The biases in your reasoning lies in the fact that you are assuming I am considering "Das Keyboard" and the likes to be reasonably priced. I am not. Don't try to justify an overpriced item by showing me another overpriced item in the same category.

I'm not saying it's not marginal, but if you spend time around audiophiles, they make lots of claims that aren't just "marginal" but simply not based in reality. I would not spend $2000 on a keyboard, but I believe people who do are doing it largely based on aesthetics, not the kind of imaginary science that audiophiles do.

How so? The money spent on the keyboards isn't destroyed. It goes to the manufacturer who presumably spends it on housing and food and medicine and stuff.

What's being wasted?


I expect the keyboards price is high and its build quality low so it will hopefully break within 2 years. Mechanical switches and durability will very unlikely fit in their business model for this product. The target is $$$ and not a great and lasting product for the consumer (as usual...).

"Too expensive" is a perfectly fine thing to think about a product like that, and is very far away from thinking nobody wants it.

Qwerty keyboards were always a niche, and "nice, but I don't need one" is reasonably classified as an underestimate of the product but it's still approval.


Sorry I wasn't clear, I meant that keyboards are a commodity. They're mass produced low margin items and there's little differentiation for the most part. There's rarely a compelling event that causes someone to replace their existing keyboard. The industry always wants more profits and better margins so creating the perception of mechanical being better and therefore more expensive allows them to extract more money from an already mature market through the illusion of superiority. I do find the whole thing annoying but I suppose it's good for the economy, so more power to anyone that cares for them.

Depends? Do you go into eagle-search-mode after you exvacated the keyboard buried under piles of paper once a month? Then 500 dollars is excessive.

Do you type things 8 hours a day? Then 500 USD for a keyboard that lasts you two decades is money well spent, if it makes you happy.

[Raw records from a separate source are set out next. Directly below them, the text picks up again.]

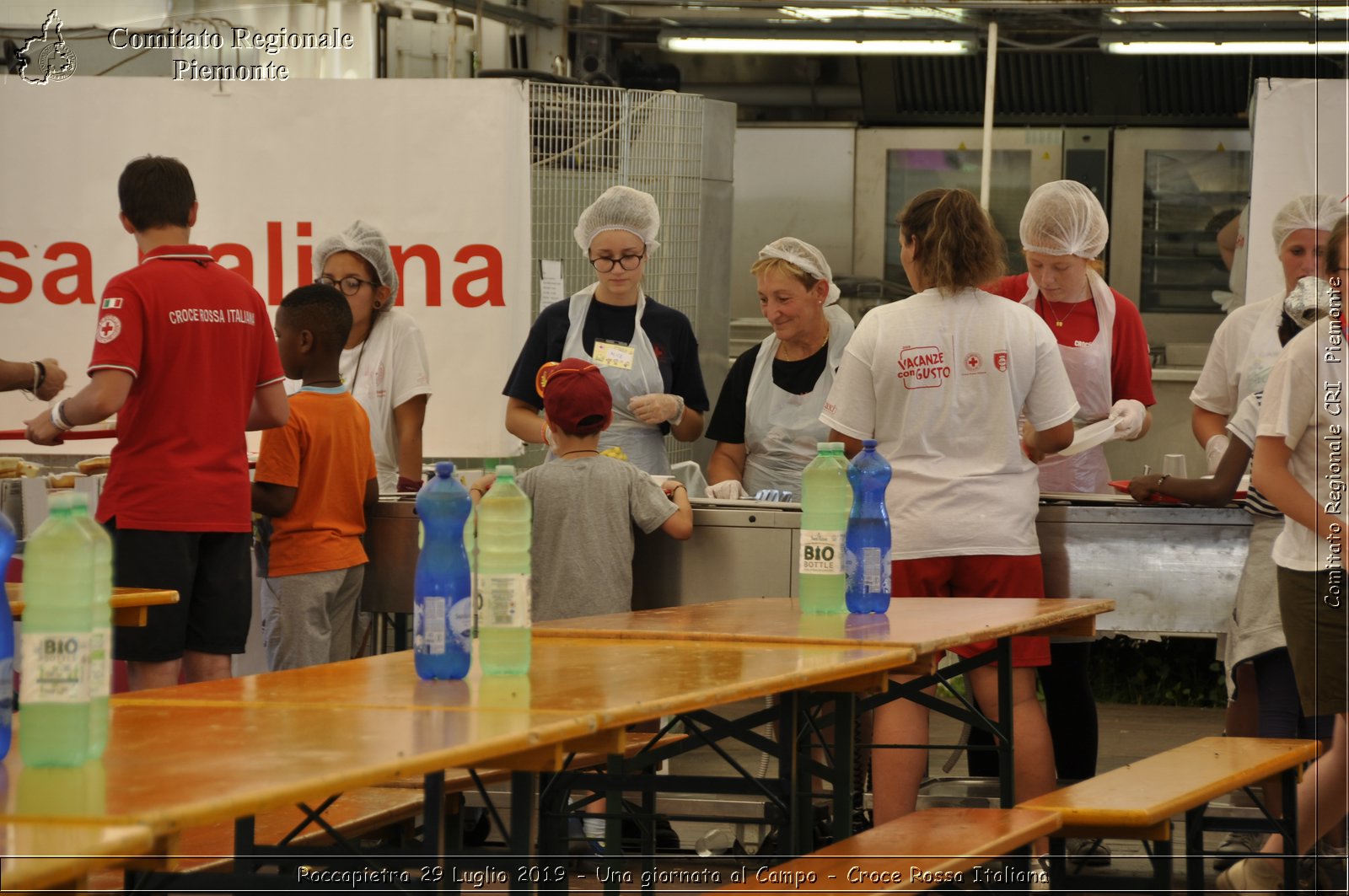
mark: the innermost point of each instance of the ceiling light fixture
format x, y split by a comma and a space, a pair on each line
1227, 47
811, 46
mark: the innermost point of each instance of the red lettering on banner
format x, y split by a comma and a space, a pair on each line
236, 251
492, 273
81, 270
305, 253
274, 285
431, 258
17, 276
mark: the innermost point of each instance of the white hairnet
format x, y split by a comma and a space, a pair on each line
620, 208
1310, 211
366, 240
1308, 301
1065, 217
806, 256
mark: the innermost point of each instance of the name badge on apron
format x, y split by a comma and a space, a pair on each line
613, 355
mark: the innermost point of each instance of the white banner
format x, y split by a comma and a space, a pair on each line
1299, 148
440, 166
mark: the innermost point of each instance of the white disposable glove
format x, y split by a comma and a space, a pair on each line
728, 490
1128, 416
1213, 451
658, 408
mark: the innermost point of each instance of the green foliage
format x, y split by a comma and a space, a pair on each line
1167, 673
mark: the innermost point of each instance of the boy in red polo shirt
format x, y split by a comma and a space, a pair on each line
184, 355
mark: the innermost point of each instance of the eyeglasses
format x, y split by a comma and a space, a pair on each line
626, 262
348, 285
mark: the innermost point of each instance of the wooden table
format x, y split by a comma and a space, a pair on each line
51, 855
130, 606
223, 750
928, 626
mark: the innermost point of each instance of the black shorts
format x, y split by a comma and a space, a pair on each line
211, 574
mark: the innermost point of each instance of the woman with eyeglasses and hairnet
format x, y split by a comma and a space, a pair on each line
647, 351
384, 362
768, 416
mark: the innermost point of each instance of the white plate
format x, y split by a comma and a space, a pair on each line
1089, 436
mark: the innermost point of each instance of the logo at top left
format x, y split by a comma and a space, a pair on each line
46, 58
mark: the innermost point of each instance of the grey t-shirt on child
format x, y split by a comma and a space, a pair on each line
582, 554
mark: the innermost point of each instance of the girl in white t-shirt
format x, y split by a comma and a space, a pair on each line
384, 361
1299, 466
941, 381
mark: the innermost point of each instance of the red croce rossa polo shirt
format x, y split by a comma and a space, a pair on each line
199, 341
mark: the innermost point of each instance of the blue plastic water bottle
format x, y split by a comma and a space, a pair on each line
443, 591
867, 550
7, 541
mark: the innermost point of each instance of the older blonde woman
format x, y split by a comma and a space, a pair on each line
766, 421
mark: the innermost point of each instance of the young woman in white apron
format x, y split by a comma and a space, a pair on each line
618, 233
782, 427
1063, 231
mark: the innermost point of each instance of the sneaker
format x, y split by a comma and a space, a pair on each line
1086, 853
1236, 846
1252, 876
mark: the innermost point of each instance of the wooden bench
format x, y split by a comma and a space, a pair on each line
386, 810
934, 848
1139, 801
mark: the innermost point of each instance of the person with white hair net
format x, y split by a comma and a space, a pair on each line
766, 422
1099, 332
384, 362
1247, 343
1104, 347
647, 351
1240, 358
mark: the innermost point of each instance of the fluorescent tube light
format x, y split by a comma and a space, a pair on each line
814, 46
1227, 47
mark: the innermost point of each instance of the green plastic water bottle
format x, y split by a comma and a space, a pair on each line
505, 518
100, 626
58, 598
826, 501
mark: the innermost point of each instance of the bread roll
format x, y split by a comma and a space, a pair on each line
94, 466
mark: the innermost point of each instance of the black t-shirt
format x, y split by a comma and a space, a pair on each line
796, 377
671, 334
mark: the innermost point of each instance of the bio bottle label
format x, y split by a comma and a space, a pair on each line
429, 625
6, 691
505, 599
462, 624
822, 552
100, 663
56, 668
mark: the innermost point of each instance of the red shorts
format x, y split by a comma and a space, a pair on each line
978, 577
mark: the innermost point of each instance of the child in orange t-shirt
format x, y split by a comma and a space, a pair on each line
316, 480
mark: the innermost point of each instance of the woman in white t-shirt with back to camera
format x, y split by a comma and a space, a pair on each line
941, 381
384, 361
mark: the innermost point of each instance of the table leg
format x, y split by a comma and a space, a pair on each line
845, 764
1007, 770
523, 787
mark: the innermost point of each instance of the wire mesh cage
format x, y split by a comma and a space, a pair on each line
586, 139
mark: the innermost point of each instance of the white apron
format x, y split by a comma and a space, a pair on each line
1261, 351
644, 444
782, 429
1089, 372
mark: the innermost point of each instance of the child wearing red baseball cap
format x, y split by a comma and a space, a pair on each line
586, 503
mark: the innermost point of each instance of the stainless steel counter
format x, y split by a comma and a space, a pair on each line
1170, 570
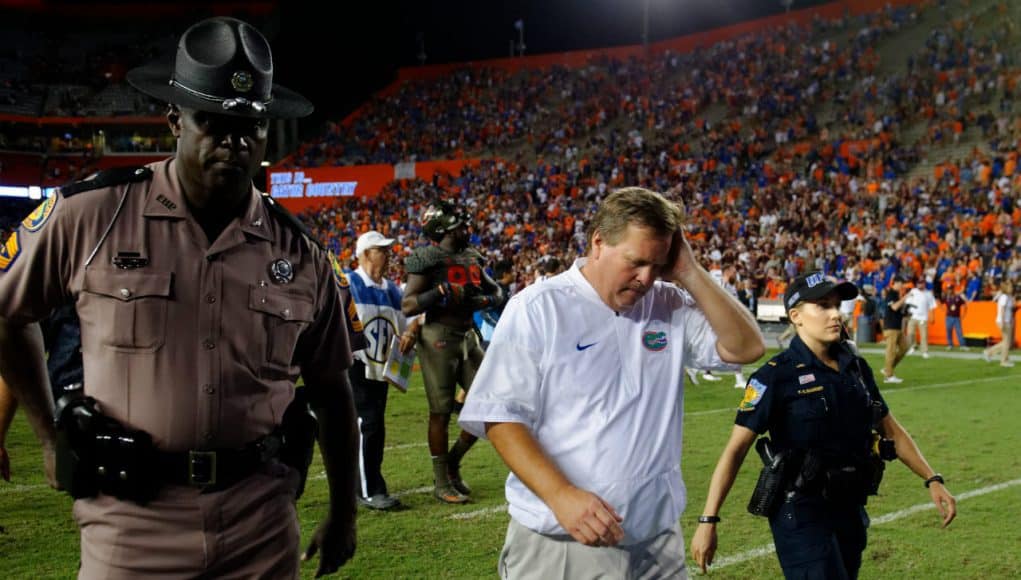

I got a bit triggered by that "sub-$1k keyboard" of yours. I mean, you are totally right, this is a typical product for that price, i.e. this is a "normal" market price for this kind of product… But, man, I just can't get over the fact how ridiculously overpriced these things are! These are such simple devices, so much easier to produce than "classical" music instruments. Yet because of small market and the product being somewhat of a "professional tool" we still get these pretty basic keyboards for $1k+ and behave as if it's a totally fair price because of hammer action and stuff (and take it for granted that $500 devices should have shitty keyboards).

Sure, good mechanics are worth something, but (especially when talking about midi-keyboards) it's the only thing that's complicated in these devices, and it isn't that expensive to produce.


Keyboards that cost over $100 tend to be much, much nicer, and are more easily tailored to an individual's taste.

Around $200 and above, most are machined from aluminum, and require the user to supply their own switches and keycaps. My daily driver, whose USB connector seems to be reaching EOL, is a heavy-ass chunk of bright blue Alu, makes noise like a machine gun when I need to correct someone on the internet, and has limited edition keycaps in a fun (imo) purple-and-cyan color scheme. Total cost of this thing was probably $250~$300, but I'm happy.

I have over $1k worth of keyboards and related hardware strewn about my apartment, and the only reason I've considered selling some of my collection is to buy fancier pieces. To each their own.


Like beds, people aren't usually willing to spend lots of money on a good keyboard. It's unfortunate, especially considering how much time you spend typing on one. But the moment you start talking mechanical switches, your keyboard is going to be above the hundred dollar mark (knock-offs notwithstanding). Split the keyboard, another two hundred dollars. Throw in something like Soli, and you're looking at a thousand dollar keyboard.

How many people would be willing to pay over a thousand dollars for a good keyboard?